Hijinks observed Inan squeezing the synthetic gloop into her mouth and gave a squealing laugh. This startled Inan and she nearly choked on the bland
mass. By the time she finally was able to push the food down her throat, Hijinks was already in the middle of the vegetarian meal. The marsupial munched on the vegetables, picking them one by one straight from the air. Inan suspected that it was still laughing quietly at her.
Inan took a peek into the locker. There were a couple of tubes there, enough for a few days, but what then? She didn’t say anything to Hijinks, though. There would be time to worry about that later. They should be rescued before then.

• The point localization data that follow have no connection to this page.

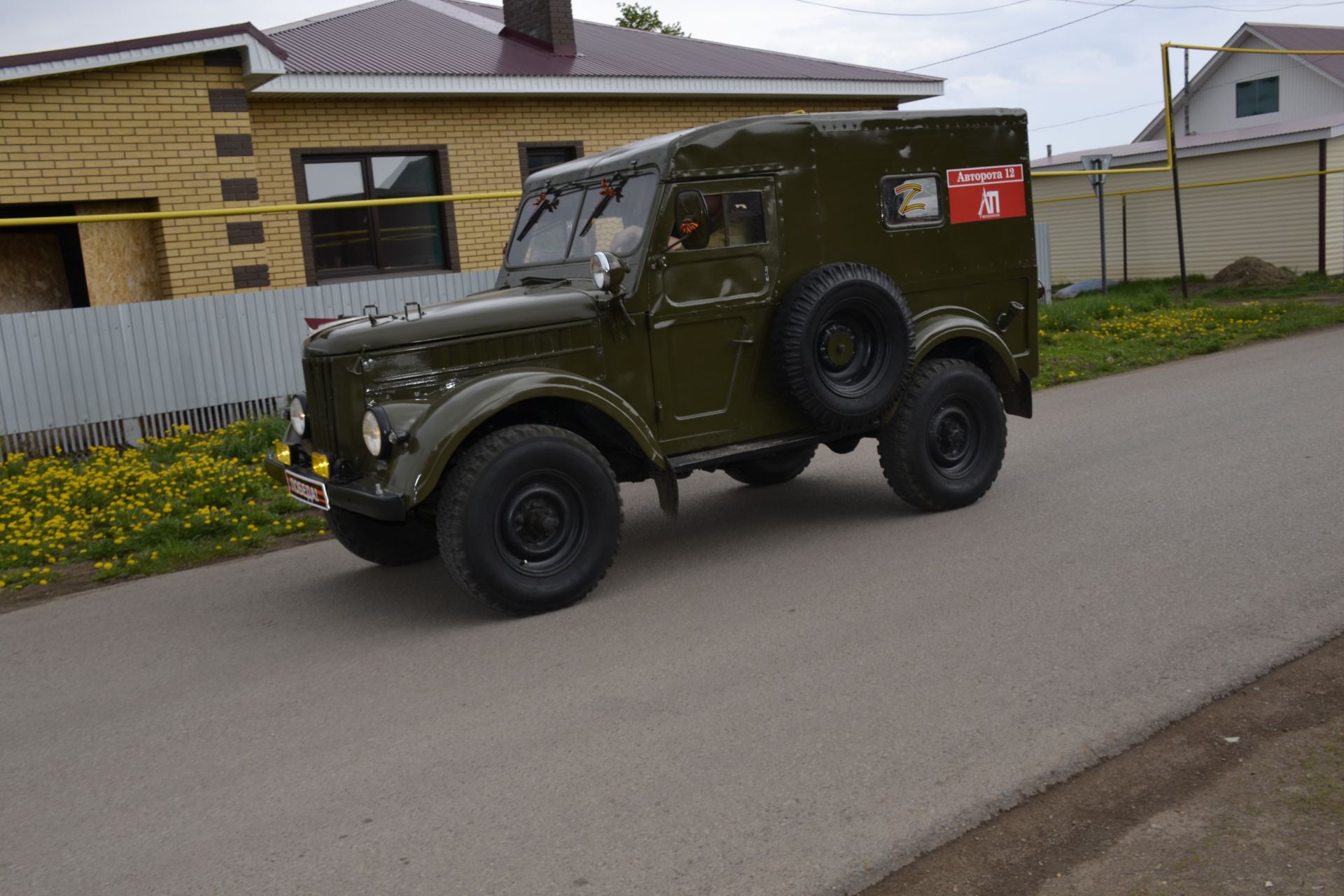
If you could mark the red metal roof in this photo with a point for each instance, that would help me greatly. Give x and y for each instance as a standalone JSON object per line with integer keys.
{"x": 413, "y": 38}
{"x": 1307, "y": 38}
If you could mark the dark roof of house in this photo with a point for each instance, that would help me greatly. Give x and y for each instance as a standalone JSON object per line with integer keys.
{"x": 141, "y": 43}
{"x": 1307, "y": 38}
{"x": 425, "y": 38}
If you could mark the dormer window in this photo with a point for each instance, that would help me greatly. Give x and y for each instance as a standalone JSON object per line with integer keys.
{"x": 1257, "y": 97}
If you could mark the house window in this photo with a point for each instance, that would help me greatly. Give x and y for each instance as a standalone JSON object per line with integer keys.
{"x": 350, "y": 242}
{"x": 534, "y": 158}
{"x": 1257, "y": 97}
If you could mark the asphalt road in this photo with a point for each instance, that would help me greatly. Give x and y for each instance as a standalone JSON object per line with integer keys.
{"x": 784, "y": 691}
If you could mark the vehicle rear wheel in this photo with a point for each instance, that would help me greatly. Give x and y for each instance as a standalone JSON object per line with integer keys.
{"x": 772, "y": 469}
{"x": 841, "y": 344}
{"x": 530, "y": 519}
{"x": 386, "y": 543}
{"x": 945, "y": 445}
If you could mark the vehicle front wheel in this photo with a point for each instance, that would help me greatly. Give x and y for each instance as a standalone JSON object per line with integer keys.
{"x": 772, "y": 469}
{"x": 944, "y": 447}
{"x": 530, "y": 519}
{"x": 390, "y": 545}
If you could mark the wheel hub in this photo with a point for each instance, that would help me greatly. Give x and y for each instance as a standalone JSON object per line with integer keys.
{"x": 839, "y": 347}
{"x": 540, "y": 526}
{"x": 953, "y": 438}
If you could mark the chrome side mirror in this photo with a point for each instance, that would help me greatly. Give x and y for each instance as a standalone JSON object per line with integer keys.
{"x": 608, "y": 272}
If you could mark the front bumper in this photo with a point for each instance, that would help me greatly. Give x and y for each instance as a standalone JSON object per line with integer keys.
{"x": 355, "y": 496}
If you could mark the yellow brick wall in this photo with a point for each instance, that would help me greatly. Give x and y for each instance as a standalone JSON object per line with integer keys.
{"x": 134, "y": 132}
{"x": 482, "y": 137}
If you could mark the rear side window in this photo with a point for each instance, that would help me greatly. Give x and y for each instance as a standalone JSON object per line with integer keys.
{"x": 911, "y": 200}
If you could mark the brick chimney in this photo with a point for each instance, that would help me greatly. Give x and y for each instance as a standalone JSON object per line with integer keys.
{"x": 546, "y": 22}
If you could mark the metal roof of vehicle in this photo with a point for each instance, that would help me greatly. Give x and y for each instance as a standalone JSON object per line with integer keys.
{"x": 440, "y": 38}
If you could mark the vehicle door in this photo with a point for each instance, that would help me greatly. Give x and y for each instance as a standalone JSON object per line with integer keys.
{"x": 710, "y": 308}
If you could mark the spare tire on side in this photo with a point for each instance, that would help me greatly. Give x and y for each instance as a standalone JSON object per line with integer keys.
{"x": 843, "y": 344}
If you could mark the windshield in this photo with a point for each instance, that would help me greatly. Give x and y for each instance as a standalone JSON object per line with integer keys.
{"x": 570, "y": 223}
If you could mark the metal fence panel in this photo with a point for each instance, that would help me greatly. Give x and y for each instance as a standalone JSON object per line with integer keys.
{"x": 1043, "y": 257}
{"x": 90, "y": 365}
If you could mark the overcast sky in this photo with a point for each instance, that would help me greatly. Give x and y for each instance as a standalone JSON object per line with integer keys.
{"x": 1105, "y": 64}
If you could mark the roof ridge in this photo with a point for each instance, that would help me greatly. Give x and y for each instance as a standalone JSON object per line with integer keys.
{"x": 458, "y": 14}
{"x": 324, "y": 16}
{"x": 1289, "y": 24}
{"x": 734, "y": 46}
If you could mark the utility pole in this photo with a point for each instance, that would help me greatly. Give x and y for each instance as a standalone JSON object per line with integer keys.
{"x": 1100, "y": 164}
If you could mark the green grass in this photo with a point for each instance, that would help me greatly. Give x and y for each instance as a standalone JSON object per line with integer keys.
{"x": 181, "y": 500}
{"x": 1142, "y": 324}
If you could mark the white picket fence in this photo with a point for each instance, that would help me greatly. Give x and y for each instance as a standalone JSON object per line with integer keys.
{"x": 78, "y": 378}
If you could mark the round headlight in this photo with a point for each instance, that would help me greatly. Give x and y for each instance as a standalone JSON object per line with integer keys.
{"x": 375, "y": 430}
{"x": 299, "y": 413}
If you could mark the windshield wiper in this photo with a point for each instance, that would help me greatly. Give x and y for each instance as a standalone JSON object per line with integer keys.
{"x": 543, "y": 204}
{"x": 609, "y": 192}
{"x": 546, "y": 282}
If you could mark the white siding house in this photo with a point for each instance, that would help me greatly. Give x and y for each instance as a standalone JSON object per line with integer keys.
{"x": 1292, "y": 122}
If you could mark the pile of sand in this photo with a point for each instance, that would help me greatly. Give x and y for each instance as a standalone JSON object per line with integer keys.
{"x": 1249, "y": 270}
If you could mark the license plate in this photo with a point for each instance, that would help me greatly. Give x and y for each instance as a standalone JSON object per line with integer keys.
{"x": 308, "y": 491}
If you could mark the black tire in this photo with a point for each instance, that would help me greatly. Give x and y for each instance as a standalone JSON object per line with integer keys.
{"x": 390, "y": 545}
{"x": 530, "y": 519}
{"x": 772, "y": 469}
{"x": 945, "y": 445}
{"x": 841, "y": 344}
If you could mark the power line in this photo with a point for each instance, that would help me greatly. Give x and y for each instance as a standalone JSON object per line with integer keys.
{"x": 1035, "y": 34}
{"x": 1208, "y": 6}
{"x": 916, "y": 15}
{"x": 1085, "y": 3}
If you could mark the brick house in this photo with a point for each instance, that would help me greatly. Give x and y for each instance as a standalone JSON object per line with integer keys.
{"x": 386, "y": 99}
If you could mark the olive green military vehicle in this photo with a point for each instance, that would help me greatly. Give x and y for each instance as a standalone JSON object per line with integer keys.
{"x": 726, "y": 298}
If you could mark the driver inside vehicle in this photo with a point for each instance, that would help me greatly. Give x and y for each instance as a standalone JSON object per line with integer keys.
{"x": 718, "y": 232}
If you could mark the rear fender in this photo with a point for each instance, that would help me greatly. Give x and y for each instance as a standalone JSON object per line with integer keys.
{"x": 441, "y": 430}
{"x": 949, "y": 335}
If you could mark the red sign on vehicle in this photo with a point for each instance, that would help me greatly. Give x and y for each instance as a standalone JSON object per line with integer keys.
{"x": 987, "y": 194}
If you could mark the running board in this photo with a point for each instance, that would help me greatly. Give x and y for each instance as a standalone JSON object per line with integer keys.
{"x": 714, "y": 458}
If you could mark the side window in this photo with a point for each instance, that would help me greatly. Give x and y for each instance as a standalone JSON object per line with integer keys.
{"x": 911, "y": 200}
{"x": 734, "y": 219}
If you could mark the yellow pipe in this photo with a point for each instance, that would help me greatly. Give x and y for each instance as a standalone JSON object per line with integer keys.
{"x": 258, "y": 210}
{"x": 1211, "y": 183}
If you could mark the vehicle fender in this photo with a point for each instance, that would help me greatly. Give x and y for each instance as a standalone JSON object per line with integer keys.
{"x": 440, "y": 431}
{"x": 933, "y": 331}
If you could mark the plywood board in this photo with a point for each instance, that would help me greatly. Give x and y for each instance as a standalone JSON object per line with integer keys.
{"x": 120, "y": 262}
{"x": 33, "y": 277}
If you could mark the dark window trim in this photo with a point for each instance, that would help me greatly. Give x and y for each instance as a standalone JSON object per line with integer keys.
{"x": 447, "y": 214}
{"x": 913, "y": 225}
{"x": 1256, "y": 83}
{"x": 577, "y": 146}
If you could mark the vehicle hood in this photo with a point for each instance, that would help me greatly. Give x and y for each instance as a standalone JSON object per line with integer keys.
{"x": 493, "y": 312}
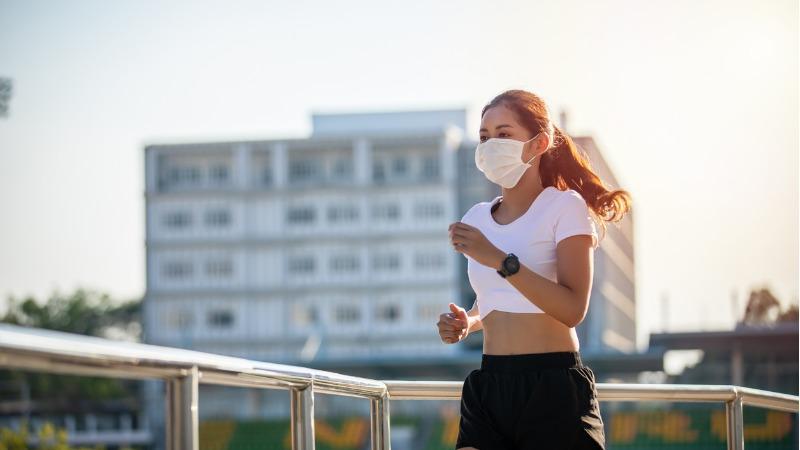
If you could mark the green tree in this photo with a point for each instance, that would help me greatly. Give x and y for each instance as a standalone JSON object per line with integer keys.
{"x": 83, "y": 312}
{"x": 763, "y": 308}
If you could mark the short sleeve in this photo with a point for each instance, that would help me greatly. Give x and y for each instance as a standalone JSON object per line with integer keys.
{"x": 574, "y": 218}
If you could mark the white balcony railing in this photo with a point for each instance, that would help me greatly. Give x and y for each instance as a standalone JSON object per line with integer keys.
{"x": 182, "y": 371}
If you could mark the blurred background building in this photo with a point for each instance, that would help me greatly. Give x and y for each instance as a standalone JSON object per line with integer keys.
{"x": 332, "y": 252}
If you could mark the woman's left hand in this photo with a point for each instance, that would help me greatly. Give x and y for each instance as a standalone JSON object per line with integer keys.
{"x": 470, "y": 241}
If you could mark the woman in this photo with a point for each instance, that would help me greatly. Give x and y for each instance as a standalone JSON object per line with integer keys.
{"x": 530, "y": 261}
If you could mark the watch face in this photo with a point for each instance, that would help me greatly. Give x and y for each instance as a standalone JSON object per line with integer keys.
{"x": 511, "y": 264}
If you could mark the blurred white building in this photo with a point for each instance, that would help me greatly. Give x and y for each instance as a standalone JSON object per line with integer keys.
{"x": 293, "y": 250}
{"x": 332, "y": 252}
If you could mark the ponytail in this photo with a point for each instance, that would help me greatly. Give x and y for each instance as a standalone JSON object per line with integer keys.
{"x": 564, "y": 165}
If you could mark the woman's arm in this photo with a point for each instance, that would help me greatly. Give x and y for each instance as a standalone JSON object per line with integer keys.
{"x": 475, "y": 323}
{"x": 567, "y": 300}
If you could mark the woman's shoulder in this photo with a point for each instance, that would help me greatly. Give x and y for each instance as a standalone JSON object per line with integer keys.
{"x": 474, "y": 209}
{"x": 569, "y": 195}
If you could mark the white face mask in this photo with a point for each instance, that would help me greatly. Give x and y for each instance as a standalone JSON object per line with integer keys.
{"x": 501, "y": 160}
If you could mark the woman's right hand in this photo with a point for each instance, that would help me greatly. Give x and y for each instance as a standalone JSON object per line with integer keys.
{"x": 453, "y": 326}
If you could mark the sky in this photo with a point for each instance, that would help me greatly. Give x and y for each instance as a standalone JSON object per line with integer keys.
{"x": 694, "y": 105}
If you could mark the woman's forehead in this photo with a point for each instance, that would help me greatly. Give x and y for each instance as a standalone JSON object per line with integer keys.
{"x": 498, "y": 116}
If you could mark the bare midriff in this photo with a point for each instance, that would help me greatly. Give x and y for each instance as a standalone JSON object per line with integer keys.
{"x": 506, "y": 333}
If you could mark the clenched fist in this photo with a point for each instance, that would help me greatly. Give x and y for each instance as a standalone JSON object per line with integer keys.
{"x": 453, "y": 326}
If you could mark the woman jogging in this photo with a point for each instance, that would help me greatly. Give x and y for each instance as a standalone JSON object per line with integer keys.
{"x": 530, "y": 261}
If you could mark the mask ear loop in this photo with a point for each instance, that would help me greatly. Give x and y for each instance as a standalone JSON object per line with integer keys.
{"x": 534, "y": 156}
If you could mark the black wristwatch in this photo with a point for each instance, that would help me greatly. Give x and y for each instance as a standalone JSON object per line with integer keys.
{"x": 510, "y": 266}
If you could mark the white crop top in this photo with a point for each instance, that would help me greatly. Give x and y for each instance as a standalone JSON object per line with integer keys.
{"x": 553, "y": 216}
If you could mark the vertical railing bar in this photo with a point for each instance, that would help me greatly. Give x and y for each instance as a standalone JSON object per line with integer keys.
{"x": 302, "y": 418}
{"x": 380, "y": 432}
{"x": 181, "y": 430}
{"x": 735, "y": 422}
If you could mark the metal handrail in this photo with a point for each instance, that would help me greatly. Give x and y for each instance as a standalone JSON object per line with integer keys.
{"x": 183, "y": 370}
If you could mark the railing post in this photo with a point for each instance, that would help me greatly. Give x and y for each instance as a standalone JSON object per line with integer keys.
{"x": 379, "y": 420}
{"x": 302, "y": 418}
{"x": 735, "y": 422}
{"x": 181, "y": 424}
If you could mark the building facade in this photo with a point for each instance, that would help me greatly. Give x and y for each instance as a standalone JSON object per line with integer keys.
{"x": 333, "y": 249}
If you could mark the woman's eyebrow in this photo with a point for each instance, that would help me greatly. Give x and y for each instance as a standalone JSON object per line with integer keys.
{"x": 497, "y": 127}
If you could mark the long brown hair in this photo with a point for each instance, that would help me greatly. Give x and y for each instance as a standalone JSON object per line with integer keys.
{"x": 564, "y": 165}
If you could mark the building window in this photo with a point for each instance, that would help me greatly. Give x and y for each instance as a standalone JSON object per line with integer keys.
{"x": 399, "y": 166}
{"x": 304, "y": 315}
{"x": 428, "y": 210}
{"x": 388, "y": 313}
{"x": 344, "y": 263}
{"x": 303, "y": 170}
{"x": 180, "y": 319}
{"x": 184, "y": 175}
{"x": 342, "y": 169}
{"x": 219, "y": 268}
{"x": 378, "y": 174}
{"x": 429, "y": 260}
{"x": 266, "y": 176}
{"x": 178, "y": 219}
{"x": 304, "y": 214}
{"x": 220, "y": 319}
{"x": 386, "y": 211}
{"x": 428, "y": 311}
{"x": 177, "y": 269}
{"x": 430, "y": 168}
{"x": 219, "y": 173}
{"x": 218, "y": 218}
{"x": 301, "y": 264}
{"x": 386, "y": 261}
{"x": 348, "y": 314}
{"x": 342, "y": 213}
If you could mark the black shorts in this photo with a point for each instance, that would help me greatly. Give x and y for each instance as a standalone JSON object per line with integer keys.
{"x": 544, "y": 401}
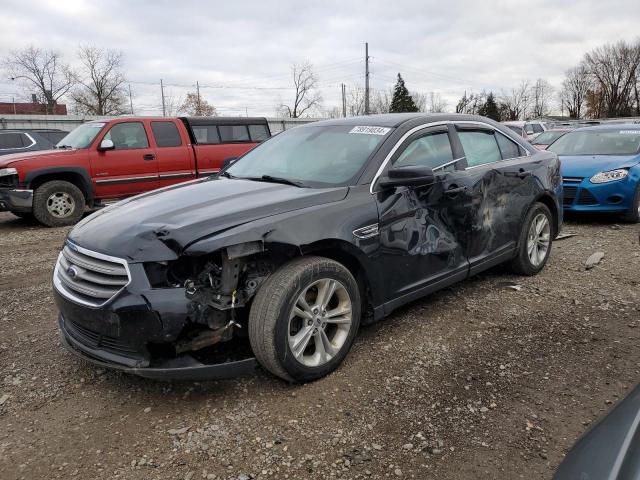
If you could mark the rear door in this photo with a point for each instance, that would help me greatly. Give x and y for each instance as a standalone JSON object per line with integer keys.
{"x": 500, "y": 183}
{"x": 422, "y": 230}
{"x": 130, "y": 168}
{"x": 173, "y": 152}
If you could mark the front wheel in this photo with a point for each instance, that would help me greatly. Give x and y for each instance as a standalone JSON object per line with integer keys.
{"x": 534, "y": 244}
{"x": 304, "y": 319}
{"x": 58, "y": 203}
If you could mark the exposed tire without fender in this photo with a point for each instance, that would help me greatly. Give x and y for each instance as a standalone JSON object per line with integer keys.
{"x": 58, "y": 203}
{"x": 534, "y": 244}
{"x": 304, "y": 318}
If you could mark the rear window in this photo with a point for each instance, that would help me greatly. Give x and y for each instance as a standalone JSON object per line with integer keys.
{"x": 258, "y": 133}
{"x": 234, "y": 133}
{"x": 598, "y": 142}
{"x": 13, "y": 140}
{"x": 206, "y": 134}
{"x": 166, "y": 134}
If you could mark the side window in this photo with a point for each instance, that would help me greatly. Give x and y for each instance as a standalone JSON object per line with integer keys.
{"x": 431, "y": 150}
{"x": 480, "y": 147}
{"x": 206, "y": 134}
{"x": 258, "y": 133}
{"x": 128, "y": 136}
{"x": 166, "y": 134}
{"x": 508, "y": 148}
{"x": 11, "y": 140}
{"x": 234, "y": 133}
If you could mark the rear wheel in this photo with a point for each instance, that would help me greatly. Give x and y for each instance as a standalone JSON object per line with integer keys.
{"x": 58, "y": 203}
{"x": 633, "y": 214}
{"x": 304, "y": 318}
{"x": 535, "y": 241}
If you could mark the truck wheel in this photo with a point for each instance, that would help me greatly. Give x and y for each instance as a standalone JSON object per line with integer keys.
{"x": 304, "y": 318}
{"x": 633, "y": 214}
{"x": 535, "y": 241}
{"x": 58, "y": 203}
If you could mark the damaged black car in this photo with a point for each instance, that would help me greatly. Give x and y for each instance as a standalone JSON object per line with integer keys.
{"x": 279, "y": 259}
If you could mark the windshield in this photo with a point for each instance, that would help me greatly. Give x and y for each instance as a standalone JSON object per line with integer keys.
{"x": 318, "y": 156}
{"x": 547, "y": 138}
{"x": 598, "y": 142}
{"x": 82, "y": 136}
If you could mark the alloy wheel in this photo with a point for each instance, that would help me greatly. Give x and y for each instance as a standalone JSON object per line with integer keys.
{"x": 320, "y": 322}
{"x": 539, "y": 239}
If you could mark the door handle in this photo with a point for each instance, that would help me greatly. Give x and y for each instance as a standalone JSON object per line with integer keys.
{"x": 455, "y": 190}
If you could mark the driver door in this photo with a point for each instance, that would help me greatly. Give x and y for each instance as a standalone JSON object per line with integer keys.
{"x": 423, "y": 229}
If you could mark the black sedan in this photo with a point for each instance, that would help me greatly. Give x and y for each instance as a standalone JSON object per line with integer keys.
{"x": 283, "y": 255}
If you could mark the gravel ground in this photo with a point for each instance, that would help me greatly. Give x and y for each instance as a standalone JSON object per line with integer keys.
{"x": 481, "y": 380}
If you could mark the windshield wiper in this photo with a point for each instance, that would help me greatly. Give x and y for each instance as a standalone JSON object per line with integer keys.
{"x": 272, "y": 179}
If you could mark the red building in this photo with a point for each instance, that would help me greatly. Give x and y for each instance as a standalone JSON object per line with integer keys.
{"x": 10, "y": 108}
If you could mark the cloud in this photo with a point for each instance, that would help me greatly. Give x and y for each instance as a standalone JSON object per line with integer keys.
{"x": 448, "y": 47}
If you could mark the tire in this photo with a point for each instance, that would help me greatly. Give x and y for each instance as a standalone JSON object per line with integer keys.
{"x": 58, "y": 203}
{"x": 273, "y": 324}
{"x": 24, "y": 215}
{"x": 523, "y": 263}
{"x": 633, "y": 214}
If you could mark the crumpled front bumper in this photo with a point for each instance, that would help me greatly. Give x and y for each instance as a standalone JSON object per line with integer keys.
{"x": 15, "y": 200}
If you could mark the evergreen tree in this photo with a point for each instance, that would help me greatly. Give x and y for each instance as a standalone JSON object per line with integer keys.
{"x": 402, "y": 101}
{"x": 490, "y": 108}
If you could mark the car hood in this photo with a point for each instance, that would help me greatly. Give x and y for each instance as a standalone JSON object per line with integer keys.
{"x": 159, "y": 225}
{"x": 610, "y": 449}
{"x": 588, "y": 165}
{"x": 37, "y": 155}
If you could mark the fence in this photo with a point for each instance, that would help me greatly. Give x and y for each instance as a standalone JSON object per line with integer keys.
{"x": 69, "y": 122}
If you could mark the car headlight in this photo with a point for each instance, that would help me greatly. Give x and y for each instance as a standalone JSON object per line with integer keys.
{"x": 8, "y": 171}
{"x": 610, "y": 176}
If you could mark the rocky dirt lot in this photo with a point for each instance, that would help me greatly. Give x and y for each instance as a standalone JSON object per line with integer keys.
{"x": 492, "y": 378}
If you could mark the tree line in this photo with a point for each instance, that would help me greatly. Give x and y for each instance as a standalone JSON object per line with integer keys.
{"x": 95, "y": 84}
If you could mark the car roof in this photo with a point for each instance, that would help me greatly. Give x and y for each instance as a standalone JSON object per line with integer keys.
{"x": 396, "y": 119}
{"x": 611, "y": 126}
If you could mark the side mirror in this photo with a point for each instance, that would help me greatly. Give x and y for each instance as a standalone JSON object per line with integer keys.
{"x": 106, "y": 145}
{"x": 409, "y": 176}
{"x": 228, "y": 162}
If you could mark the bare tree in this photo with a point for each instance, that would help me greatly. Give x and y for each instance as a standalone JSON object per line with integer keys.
{"x": 575, "y": 86}
{"x": 517, "y": 102}
{"x": 100, "y": 82}
{"x": 41, "y": 72}
{"x": 614, "y": 68}
{"x": 436, "y": 103}
{"x": 307, "y": 96}
{"x": 541, "y": 98}
{"x": 195, "y": 105}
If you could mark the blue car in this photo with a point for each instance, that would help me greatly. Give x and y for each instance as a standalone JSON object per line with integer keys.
{"x": 600, "y": 169}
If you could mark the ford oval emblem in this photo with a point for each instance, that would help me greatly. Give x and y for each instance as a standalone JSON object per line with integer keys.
{"x": 72, "y": 272}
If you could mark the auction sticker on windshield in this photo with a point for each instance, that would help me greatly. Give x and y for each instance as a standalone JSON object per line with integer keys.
{"x": 370, "y": 130}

The worst thing was the boredom. There was nothing else to do, besides watching the ancient digital clock fused to one of the walls. The numbers flickered lazily. According to it, eighty hours had passed since the launch of the pod. It felt like eighty years. The protein meals ran out soon after, no more food for Inan. Hunger started to creep slowly into her consciousness, an advancing twinge.
A few hours later the heating unit gave out a shower of sparks and went offline. Hijinks took off the front panel and looked inside, between the mass of wires, micro-relays and convector coils.
‘Can you fix it?’ said Inan, suddenly sensing the immense coldness of the universe beyond the steel walls.
Hijinks produced a multi-pronged sensor from the folds of the destroyed livery. The marsupial jabbed the innards of the heater with it, then gave an uncertain screech. A charred piece of machinery gave under pressure and floated away, leaving a black trail of ash behind it like a passing comet.
‘Is that a no?’ said Inan, tracking the errant part with her eyes.
Hijinks said nothing. The small hands were digging deep into the cranky machine. From time to time some sparks would show up, but the heater stayed dead. One of the sparks fell directly onto the purple fur. A small flame appeared for a couple of seconds, before Hijinks beat it down. Inan had to cover her ear-slits. She hadn’t heard such a recital of swearing since that one time she got her hands on a human crime drama!
‘It will be cold,’ Hijinks said, after the swearing stopped.